Turnover Wave Approaches, As More Workers Plan To Quit

Number of the Day: The most relevant or interesting figure in personal finance

29% - NOTD

That’s the percentage of people who say they plan on leaving their job in the next year, according to a new survey, highlighting the potential for massive turnover at workplaces as employees gain confidence to navigate a wide-open job market.

The survey, released by Eagle Hill Consulting on Thursday, also found that more than half of workers—53%—are burned out, with complaints ranging from workload (the top cause of burnout) to work/life balance to lack of feedback.

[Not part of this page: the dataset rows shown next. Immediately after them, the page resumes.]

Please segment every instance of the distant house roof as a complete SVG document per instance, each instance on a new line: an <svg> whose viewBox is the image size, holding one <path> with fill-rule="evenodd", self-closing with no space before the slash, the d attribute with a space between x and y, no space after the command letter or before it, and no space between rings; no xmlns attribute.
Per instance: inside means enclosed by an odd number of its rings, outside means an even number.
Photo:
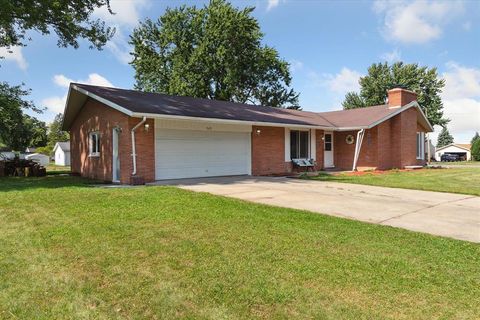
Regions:
<svg viewBox="0 0 480 320"><path fill-rule="evenodd" d="M65 151L70 151L70 141L55 143L55 147L53 147L53 152L55 152L57 150L57 148L60 148L64 152Z"/></svg>
<svg viewBox="0 0 480 320"><path fill-rule="evenodd" d="M470 149L472 148L472 145L469 144L469 143L450 143L449 145L437 148L437 151L443 150L443 149L448 148L448 147L457 147L457 148L460 148L460 149L470 151Z"/></svg>
<svg viewBox="0 0 480 320"><path fill-rule="evenodd" d="M330 130L366 129L396 114L417 107L425 128L433 128L418 103L400 108L379 105L332 112L309 112L272 108L229 101L172 96L136 90L71 83L64 111L63 129L68 130L76 114L88 98L100 101L132 117L204 118L242 121L252 124L308 126Z"/></svg>

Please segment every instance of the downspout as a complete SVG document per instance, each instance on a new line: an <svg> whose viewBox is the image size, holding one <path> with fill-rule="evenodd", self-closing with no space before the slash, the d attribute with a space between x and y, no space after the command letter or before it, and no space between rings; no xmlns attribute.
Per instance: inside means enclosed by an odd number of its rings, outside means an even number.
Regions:
<svg viewBox="0 0 480 320"><path fill-rule="evenodd" d="M355 156L353 158L353 168L352 171L357 170L357 162L358 162L358 157L360 155L360 148L362 148L362 142L363 142L363 135L365 133L365 129L361 129L357 132L357 143L355 143Z"/></svg>
<svg viewBox="0 0 480 320"><path fill-rule="evenodd" d="M142 124L144 124L145 121L147 121L147 117L143 117L142 121L137 123L137 125L132 128L132 132L131 132L131 134L132 134L132 160L133 160L132 176L137 174L137 153L135 151L135 130L137 130L138 127L140 127Z"/></svg>

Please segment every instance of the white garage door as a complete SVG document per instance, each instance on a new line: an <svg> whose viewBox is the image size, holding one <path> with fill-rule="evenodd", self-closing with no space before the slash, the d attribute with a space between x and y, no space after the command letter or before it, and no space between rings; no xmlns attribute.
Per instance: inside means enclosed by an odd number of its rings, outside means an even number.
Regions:
<svg viewBox="0 0 480 320"><path fill-rule="evenodd" d="M155 130L155 177L181 179L250 174L250 133Z"/></svg>

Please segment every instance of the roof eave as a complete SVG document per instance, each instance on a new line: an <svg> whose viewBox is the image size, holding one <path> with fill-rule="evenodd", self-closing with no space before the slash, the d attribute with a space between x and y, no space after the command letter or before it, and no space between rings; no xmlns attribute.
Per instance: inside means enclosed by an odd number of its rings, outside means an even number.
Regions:
<svg viewBox="0 0 480 320"><path fill-rule="evenodd" d="M233 119L220 119L220 118L201 118L190 116L177 116L159 113L144 113L134 112L131 115L135 118L153 118L153 119L177 119L177 120L193 120L193 121L205 121L205 122L217 122L226 124L245 124L253 126L266 126L266 127L288 127L288 128L309 128L309 129L321 129L321 130L336 130L336 127L327 127L315 124L296 124L296 123L280 123L280 122L267 122L267 121L248 121L248 120L233 120Z"/></svg>

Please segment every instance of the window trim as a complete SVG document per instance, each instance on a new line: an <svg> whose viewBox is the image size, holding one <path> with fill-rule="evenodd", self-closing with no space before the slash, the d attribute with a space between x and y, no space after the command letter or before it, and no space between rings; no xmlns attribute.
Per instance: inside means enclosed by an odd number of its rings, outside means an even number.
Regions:
<svg viewBox="0 0 480 320"><path fill-rule="evenodd" d="M93 152L93 136L97 136L96 139L96 152ZM100 157L100 132L92 131L88 134L88 156L89 157Z"/></svg>
<svg viewBox="0 0 480 320"><path fill-rule="evenodd" d="M419 151L420 154L418 154ZM425 160L425 132L417 132L416 155L417 160Z"/></svg>
<svg viewBox="0 0 480 320"><path fill-rule="evenodd" d="M291 144L292 144L292 131L294 132L299 132L299 139L298 139L298 145L297 146L300 146L301 145L301 142L300 142L300 132L306 132L307 133L307 156L302 158L302 157L297 157L297 158L293 158L292 157L292 147L291 147ZM305 130L305 129L290 129L288 130L288 137L289 137L289 160L292 161L292 159L311 159L311 149L312 149L312 146L311 146L311 139L312 139L312 133L310 130ZM298 150L300 151L300 150Z"/></svg>

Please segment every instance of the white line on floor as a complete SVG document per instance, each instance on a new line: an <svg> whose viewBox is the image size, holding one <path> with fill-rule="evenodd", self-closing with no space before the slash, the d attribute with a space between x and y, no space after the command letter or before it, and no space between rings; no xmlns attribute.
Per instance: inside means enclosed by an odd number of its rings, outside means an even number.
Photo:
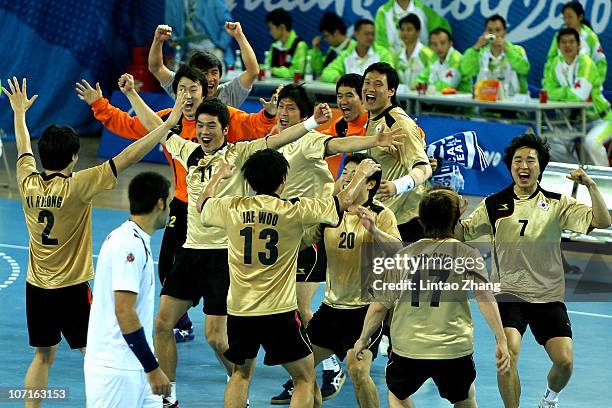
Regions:
<svg viewBox="0 0 612 408"><path fill-rule="evenodd" d="M12 248L12 249L23 249L25 251L28 251L30 249L30 247L27 246L23 246L23 245L12 245L12 244L0 244L0 247L4 247L4 248ZM94 258L98 257L98 254L94 254L93 256ZM155 265L157 265L157 261L153 261L153 263Z"/></svg>
<svg viewBox="0 0 612 408"><path fill-rule="evenodd" d="M607 315L607 314L601 314L601 313L577 312L575 310L568 310L567 313L582 315L582 316L603 317L604 319L612 319L612 316Z"/></svg>

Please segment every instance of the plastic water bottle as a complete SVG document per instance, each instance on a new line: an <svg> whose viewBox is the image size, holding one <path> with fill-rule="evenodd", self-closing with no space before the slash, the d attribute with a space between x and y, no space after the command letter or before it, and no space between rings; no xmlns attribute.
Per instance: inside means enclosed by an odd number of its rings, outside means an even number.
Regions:
<svg viewBox="0 0 612 408"><path fill-rule="evenodd" d="M243 71L242 58L240 57L240 50L236 50L236 62L234 62L234 69L236 73L240 75Z"/></svg>
<svg viewBox="0 0 612 408"><path fill-rule="evenodd" d="M310 62L310 55L306 57L306 68L304 69L304 80L306 82L314 81L314 76L312 74L312 64Z"/></svg>
<svg viewBox="0 0 612 408"><path fill-rule="evenodd" d="M264 77L270 78L272 76L272 70L270 69L270 62L268 58L270 57L270 51L264 52Z"/></svg>
<svg viewBox="0 0 612 408"><path fill-rule="evenodd" d="M183 58L181 46L176 44L174 46L174 72L178 71L181 65L181 59Z"/></svg>

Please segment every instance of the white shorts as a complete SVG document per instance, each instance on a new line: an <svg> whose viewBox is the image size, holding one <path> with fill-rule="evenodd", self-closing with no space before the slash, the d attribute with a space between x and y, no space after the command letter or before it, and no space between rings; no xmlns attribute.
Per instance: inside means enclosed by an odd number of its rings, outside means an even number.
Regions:
<svg viewBox="0 0 612 408"><path fill-rule="evenodd" d="M161 408L144 370L130 371L85 362L87 408Z"/></svg>

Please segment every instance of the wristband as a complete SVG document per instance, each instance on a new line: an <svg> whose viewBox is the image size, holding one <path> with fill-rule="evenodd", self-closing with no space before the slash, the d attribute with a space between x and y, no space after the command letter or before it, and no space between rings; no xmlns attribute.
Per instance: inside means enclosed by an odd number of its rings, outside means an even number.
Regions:
<svg viewBox="0 0 612 408"><path fill-rule="evenodd" d="M123 338L130 350L136 355L138 361L140 361L140 364L142 364L145 373L150 373L159 367L159 363L155 359L149 347L149 343L147 343L147 338L145 337L145 332L142 327L135 332L124 334Z"/></svg>
<svg viewBox="0 0 612 408"><path fill-rule="evenodd" d="M306 119L304 122L304 127L306 128L307 131L311 131L311 130L315 130L316 128L319 127L319 124L317 123L317 121L315 120L314 116L309 117L308 119Z"/></svg>
<svg viewBox="0 0 612 408"><path fill-rule="evenodd" d="M410 175L391 180L391 182L395 184L396 195L407 193L414 188L414 179Z"/></svg>

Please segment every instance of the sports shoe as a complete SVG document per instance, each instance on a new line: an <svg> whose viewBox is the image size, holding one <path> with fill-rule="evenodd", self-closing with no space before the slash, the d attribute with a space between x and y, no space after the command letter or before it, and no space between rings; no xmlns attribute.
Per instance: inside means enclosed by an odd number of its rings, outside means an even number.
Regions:
<svg viewBox="0 0 612 408"><path fill-rule="evenodd" d="M173 403L168 402L167 399L164 398L164 408L179 408L178 401L174 401Z"/></svg>
<svg viewBox="0 0 612 408"><path fill-rule="evenodd" d="M187 330L182 329L174 329L174 340L177 343L184 343L186 341L191 341L195 338L193 334L193 327L190 327Z"/></svg>
<svg viewBox="0 0 612 408"><path fill-rule="evenodd" d="M323 370L323 384L321 385L321 398L323 401L334 398L340 392L344 381L346 381L344 370Z"/></svg>
<svg viewBox="0 0 612 408"><path fill-rule="evenodd" d="M559 408L559 403L557 401L547 401L542 398L538 404L538 408Z"/></svg>
<svg viewBox="0 0 612 408"><path fill-rule="evenodd" d="M389 355L389 336L383 334L380 343L378 343L378 354L381 356Z"/></svg>
<svg viewBox="0 0 612 408"><path fill-rule="evenodd" d="M290 378L289 381L283 384L283 391L272 397L270 404L275 405L289 405L291 402L291 396L293 395L293 380Z"/></svg>

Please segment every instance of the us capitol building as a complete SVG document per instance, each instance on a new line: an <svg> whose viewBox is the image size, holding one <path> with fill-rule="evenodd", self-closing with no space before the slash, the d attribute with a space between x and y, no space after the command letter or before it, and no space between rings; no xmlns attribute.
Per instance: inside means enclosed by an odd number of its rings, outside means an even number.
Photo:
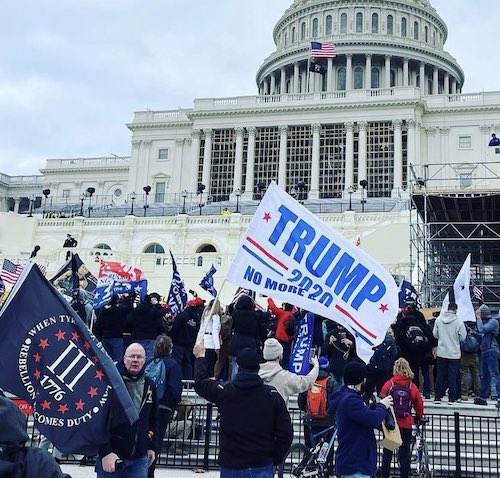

Employees who are burned out were more likely to say they would leave their current position—a whopping 39% are ready to call it quits “after the pandemic,” compared with 13% of those who did not feel burned out. Eagle Hill did not specify what it meant by post-pandemic.

The consulting firm pointed out that unhappy workers aren’t the only ones thinking of quitting, though. Conditions are right for a “talent turnover tsunami,” said Eagle Hill President and CEO Melissa Jezior in a statement. Companies are struggling to fill a record number of job openings around the country, and more workers are looking to take advantage of increased wages and improved benefits being offered by some employers to attract new talent.

Meanwhile, businesses want to hold on to the workers they have, with layoffs dropping to a record low in April and the number of people initiating claims for unemployment insurance plummeting this spring.

Ipsos surveyed a random sample of 976 respondents May 12-17 for Eagle Hill’s report.